Posted at 9:00 AM by Howard Bashman

“High court overturns $30 million award in Walter Hollins case”: Friday’s issue of The Cleveland Plain Dealer contained an article that begins, “Walter Hollins of Cleveland, brain-damaged since birth 20 years ago, must return to court with a new lawyer if he hopes to ever be compensated for his injuries. The Ohio Supreme Court on Thursday threw out the $30 million verdict that Hollins won in 2004, blaming his attorney, Geoffrey Fieger of Southfield, Mich., for courtroom misconduct that critically tainted the outcome. The verdict was the state’s largest medical malpractice award ever.

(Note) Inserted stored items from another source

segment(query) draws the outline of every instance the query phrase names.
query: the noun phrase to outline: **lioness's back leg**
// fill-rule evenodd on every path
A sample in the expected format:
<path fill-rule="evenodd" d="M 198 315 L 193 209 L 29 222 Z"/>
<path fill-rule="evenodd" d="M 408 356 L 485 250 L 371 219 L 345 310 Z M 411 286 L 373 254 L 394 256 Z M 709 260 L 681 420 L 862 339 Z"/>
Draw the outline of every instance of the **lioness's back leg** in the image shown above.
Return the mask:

But it was a verdict influenced by passion and tainted by Fieger’s theatrics and inappropriate behavior, Justice Terrance O’Donnell wrote in the court’s 6-1 opinion.”

And The Associated Press reports that “Ohio court tosses $30M verdict over Fieger antics.”

You can access last week’s ruling of the Supreme Court of Ohio at this link.

Posted at 8:55 AM by Howard Bashman

“Appellate judge called ‘out of control'”: Today’s edition of The San Antonio Express-News contains an article that begins, “Sharon Keller won election to Texas’ highest criminal court 13 years ago with a promise to be a staunch supporter of the death penalty and a ‘pro-prosecution’ judge.”

Posted at 8:48 AM by Howard Bashman

“Enforcing flag law is a long shot”: The Omaha World-Herald today contains an article that begins, “Nebraska’s law prohibiting flag desecration is the legal equivalent of a butter churn or slide rule: a device that has outlived its usefulness, according to two scholars and a lawyer seeking to declare the law void.”

Today’s newspaper also contains related articles headlined “Nebraskans’ beer label brought flag fracas to head” and “Defender adds touch of irony.”

Posted at 8:40 AM by Howard Bashman

“ABA seeks execution moratorium; Study of states finds ‘deeply flawed’ process, inequities”: The Chicago Tribune contains this article today.